Aquí manda el clima, y en Vitoria está medido. Caen 11,2 días de nieve al año y la media de enero es de 5,3 °C. La ciudad está a 539 m de altitud. Son los valores normales de AEMET en el aeropuerto de Foronda, serie 1991-2020. Eso son muchas noches por debajo de cero al cabo del invierno. Un cable exterior, una luminaria de fachada o un cuadro en un portal abierto pasan por ese ciclo un montón de veces.

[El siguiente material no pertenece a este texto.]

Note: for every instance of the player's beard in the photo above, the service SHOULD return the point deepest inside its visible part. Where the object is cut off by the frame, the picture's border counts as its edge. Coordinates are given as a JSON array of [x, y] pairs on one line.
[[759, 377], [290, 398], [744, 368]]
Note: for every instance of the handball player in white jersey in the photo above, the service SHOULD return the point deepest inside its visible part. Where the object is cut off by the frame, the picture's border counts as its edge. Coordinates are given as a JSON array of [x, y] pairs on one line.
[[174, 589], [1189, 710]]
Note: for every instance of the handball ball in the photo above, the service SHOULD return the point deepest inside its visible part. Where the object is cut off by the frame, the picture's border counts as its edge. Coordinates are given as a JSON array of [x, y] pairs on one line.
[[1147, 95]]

El ciclo de hielo y deshielo trabaja sobre las juntas. Las gomas de una luminaria de exterior se endurecen con los años y con el frío, pierden elasticidad y dejan de sellar. Entonces entra agua en el portalámparas y en la caja de conexión. Es la avería típica del alumbrado de una rampa de garaje o de un jardín comunitario, y casi nunca se debe a la luminaria en sí, sino al cierre.

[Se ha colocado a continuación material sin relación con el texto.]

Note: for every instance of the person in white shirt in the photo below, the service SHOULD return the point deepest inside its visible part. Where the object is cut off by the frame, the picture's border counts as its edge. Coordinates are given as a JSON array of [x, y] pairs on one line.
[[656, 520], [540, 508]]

El frío también mueve los metales. Un conductor se contrae al enfriarse, y si el borne no tiene el apriete correcto, ese movimiento lo afloja. En una línea larga de alumbrado exterior hay muchas conexiones. Basta con que una pierda contacto para que aparezcan fallos intermitentes: una zona que se apaga al azar, un tramo que enciende con retraso, un consumo raro. Suena a fantasma y es mecánica pura.

Y hay un sitio que reúne todo lo anterior: el cuadro de las zonas comunes. Muchos están en un portal o en un hueco del garaje, sin calefacción y con la puerta abriéndose a la calle todo el día. Frío, humedad, polvo y conexiones antiguas en el mismo metro cuadrado. Revisar el apriete de esos bornes antes de noviembre evita buena parte de los avisos de invierno.

¿Qué se puede revisar antes de que llegue el frío?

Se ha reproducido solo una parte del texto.